Mold on your Christmas tree is not what you wish for Christmas. Mold is ubiquitous in nature and grows in virtually all "surfaces", including needles of Nordmann fir, noble fir and Norway spruce while the Trees are alive. When the tree dies, enters mold to as nature’s “waste disposal service” and decompose dead plant tissue. Is the humidity high, and plant tissue suitable as "fungi food" degradation can go very quickly.
You cannot reduce the amount of mold by purchasing an ecological tree and it is probably doubtful whether you by buying a spruce fir get less mold than to buy a Nordmann fir (or other silver fir).
Generally mold does not provide problems, but for some allergy sufferers, spores from mold can be very disruptive. Are you among those who suffer from mold or should you celebrate Christmas for someone with allergies to mold, then we will give you some good advices here.
Can you do something about mold on your Christmas tree?
Make sure that it is a fresh Christmas tree you buy! You may want to go out and cut the Christmas tree yourself along with your family, but make it as close to Christmas as possible.
The problem is, as mentioned before, when the Christmas tree dies, the molds that are on the tree begins the decomposition process of the Christmas tree. Is the tree for example imported or it comes from afar, has been put in net , packed and been on the road for a long time, there is a high risk that it has a large concentration of mold on it.
Once the Christmas tree is brought inside at Christmas time in the living room’s warm, dry air, the fungal spores may cause significant inconvenience to the people who are allergic to the spores of molds. To meet the problems with mold spores, you can take a number of precautions:
- Limit the time where the tree is indoor - Christmas does not have to last until Easter.
- Place the tree in a room which can be closed off from the rest of the housing - for example a sunroom or a terrace.
- Ensure good ventilation.
- Limit the handling of tree and keep your distance.
- Christmas Tree Wash is a final opportunity where the tree thoroughly is rinsed outdoors with water, and then dried in a warm place - NOTE! Remember to put the tree in water during drying.
Christmas tree of plastic rather than a natural
To account for both fungi and resins, when choosing your Christmas tree, there are, according to the Asthma and Allergy Association no difference whether you choose a spruce fir or a silver fir.
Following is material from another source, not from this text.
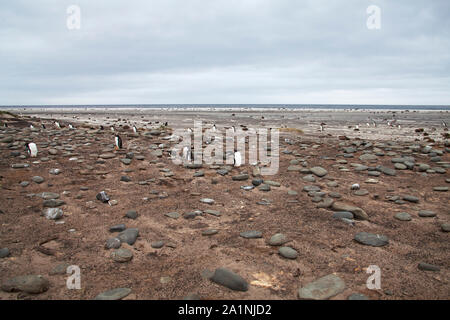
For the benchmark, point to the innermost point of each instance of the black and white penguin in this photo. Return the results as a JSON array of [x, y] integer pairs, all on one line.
[[237, 159], [32, 149], [118, 142]]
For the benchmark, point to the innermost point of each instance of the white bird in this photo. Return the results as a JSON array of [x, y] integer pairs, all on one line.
[[32, 149], [237, 159]]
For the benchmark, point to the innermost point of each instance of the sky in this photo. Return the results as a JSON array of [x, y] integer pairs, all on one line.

Both tree species can provoke reactions, so if the Christmas tree creates more irritation than pleasure and fun, you may want to invest in a Christmas tree made of plastic.
Do you want to be absolutely sure not to be bothered during Christmas with mold, make a mixture of KefaWash with water (two parts water and one part KefaWash) and spray it thoroughly throughout the tree and let it dry. Do this right before the Christmas tree is put into use, and follow otherwise the above mentioned good advices.
KefaWash is a natural product and does not contain any toxic ingredients.